O "lugar" do cristão

Artigo escrito pelo Pe. José Rafael Espírito Santo e publicado pelo jornal Público no passado dia 10 de Outubro. O Vigário do Opus Dei em Portugal fala sobre os 40 anos da homilia “Amar o mundo apaixonadamente”.

8 de Outubro de 1967. Um padre prega a sua homilia de domingo durante a missa celebrada ao ar livre. A pequena multidão apertada ouve em silêncio: soam expressões que parecem chocantes, até provocatórias, e ninguém quer perder palavra. "Deus espera-nos todos os dias no laboratório, no bloco operatório, no quartel, na cátedra universitária, na fábrica, na oficina, no campo, no lar e em todo o imenso panorama do trabalho".

O padre fala da única vida, feita de carne e espírito, que tem de ser – na alma e no corpo – santa e cheia de Deus, do Deus invisível que "encontramos nas coisas mais visíveis e materiais"; ouve-se falar do "materialismo cristão"; de viver santamente a vida de cada dia...

Josemaria Escrivá, fundador do Opus Dei, por ocasião da II Assembleia de Amigos da Universidade de Navarra pronunciou uma homilia que se tornou emblemática. Já tinham passado quase dois anos do encerramento do Concílio Vaticano II.

O "Maio de 68" está prestes a despontar e na vida universitária pressente-se, um pouco por todo o lado, o ambiente de contestação: é a época da preponderância do marxismo nas universidades europeias e, entre muitos cristãos, do diálogo com o marxismo como único horizonte intelectual digno. A vida da Igreja começa a experimentar os atritos crescentes entre aquilo a que Bento XVI chamou "a hermenêutica da descontinuidade e da ruptura" e "a hermenêutica da reforma".

A chamada teologia da secularização – a afirmação do progresso intramundano sem necessidade da intervenção de Deus, muito menos do protagonismo de Deus – difundia-se por todo o lado abanando os próprios alicerces do cristianismo. E no entanto, como ressaltou o teólogo Pedro Rodríguez, o então grão chanceler da Universidade não situou a sua homilia numa posição dialecticamente oposta a esse pensamento secularizante.

O seu discurso lança, antes, um alerta para os riscos que vêm doutro quadrante: o perigo da deformação espiritualista, pietista, do cristianismo. Ali não há um ataque directo ao secularismo mas um aprofundamento do que é a verdadeira secularidade.

O "lugar" paradigmático da existência cristã não pode ser o templo: há-de ser o mundo de cada dia. Há que superar as antinomias espírito/matéria, mundo eclesiástico/mundo comum, templo/vida corrente. É na agitação da vida quotidiana que acontece o encontro com Deus; é essa vida real, de carne e osso, que havemos de viver com Deus; é aí que daremos testemunho do amor de Deus por cada ser humano e pelo mundo que Ele criou.
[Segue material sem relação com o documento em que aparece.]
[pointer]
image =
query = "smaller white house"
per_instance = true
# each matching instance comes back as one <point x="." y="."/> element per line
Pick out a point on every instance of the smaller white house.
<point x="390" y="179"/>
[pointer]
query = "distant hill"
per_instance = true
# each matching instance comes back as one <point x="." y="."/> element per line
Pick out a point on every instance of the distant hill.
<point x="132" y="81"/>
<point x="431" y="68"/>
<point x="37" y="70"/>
"Meus filhos, onde estiverem os homens, vossos irmãos; onde estiverem as vossas aspirações, o vosso trabalho, os vossos amores, é aí que está o sítio do vosso encontro quotidiano com Cristo. É no meio das coisas mais materiais da Terra que devemos santificar-nos, servindo Deus e todos os homens".
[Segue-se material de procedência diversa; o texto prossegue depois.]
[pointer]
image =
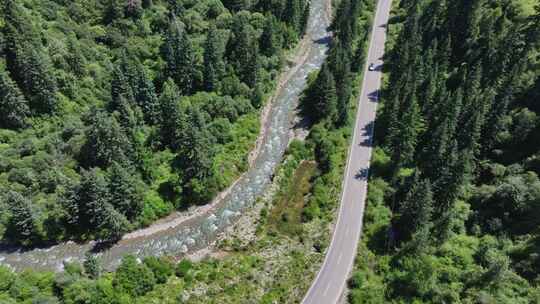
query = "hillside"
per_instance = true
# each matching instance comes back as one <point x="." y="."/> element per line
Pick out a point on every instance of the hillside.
<point x="115" y="112"/>
<point x="452" y="212"/>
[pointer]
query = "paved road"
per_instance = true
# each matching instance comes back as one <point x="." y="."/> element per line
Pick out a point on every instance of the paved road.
<point x="332" y="277"/>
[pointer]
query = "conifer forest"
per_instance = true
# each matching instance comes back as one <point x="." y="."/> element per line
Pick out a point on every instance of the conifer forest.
<point x="115" y="114"/>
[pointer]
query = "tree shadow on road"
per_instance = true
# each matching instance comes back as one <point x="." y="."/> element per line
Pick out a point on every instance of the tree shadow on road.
<point x="362" y="174"/>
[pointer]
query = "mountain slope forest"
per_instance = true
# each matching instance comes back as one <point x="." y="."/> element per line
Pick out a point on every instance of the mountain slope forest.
<point x="453" y="208"/>
<point x="116" y="112"/>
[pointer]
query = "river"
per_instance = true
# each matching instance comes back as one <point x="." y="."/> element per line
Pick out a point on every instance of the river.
<point x="199" y="231"/>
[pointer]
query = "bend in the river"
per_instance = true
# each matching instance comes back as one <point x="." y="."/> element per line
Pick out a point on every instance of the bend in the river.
<point x="198" y="231"/>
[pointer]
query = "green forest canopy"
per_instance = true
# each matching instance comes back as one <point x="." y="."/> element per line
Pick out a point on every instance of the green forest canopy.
<point x="114" y="112"/>
<point x="453" y="209"/>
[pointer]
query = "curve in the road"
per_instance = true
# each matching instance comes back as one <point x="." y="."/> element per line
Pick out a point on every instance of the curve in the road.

Palavras actualíssimas: hoje, o marxismo já passou; o secularismo está talvez mais impetuoso do que nunca. Para alguns o seu singular conceito de tolerância leva-os a não tolerar a mais pequena expressão pública de crença. Ora a expressão da identidade pessoal só é livre se também puder ser expressão do que a pessoa pensa sobre o mundo, sobre o homem e sobre Deus.

É a liberdade que abre caminho a que também o cristão assuma a sua identidade cristã na vida diária. Sem coacções nem constrangimentos. Com o mesmo espaço, com a mesma legitimidade, com o mesmo gesto de cidadania que desejamos que tenha o crente de qualquer credo e que tenham também os não crentes.

Se o cristão viver genuinamente enraizado em Deus e aberto aos concidadãos sem qualquer discriminação, melhor fará ver que a cidadania da sua fé não só não é uma ameaça como é um contributo positivo para a harmonia e progresso social.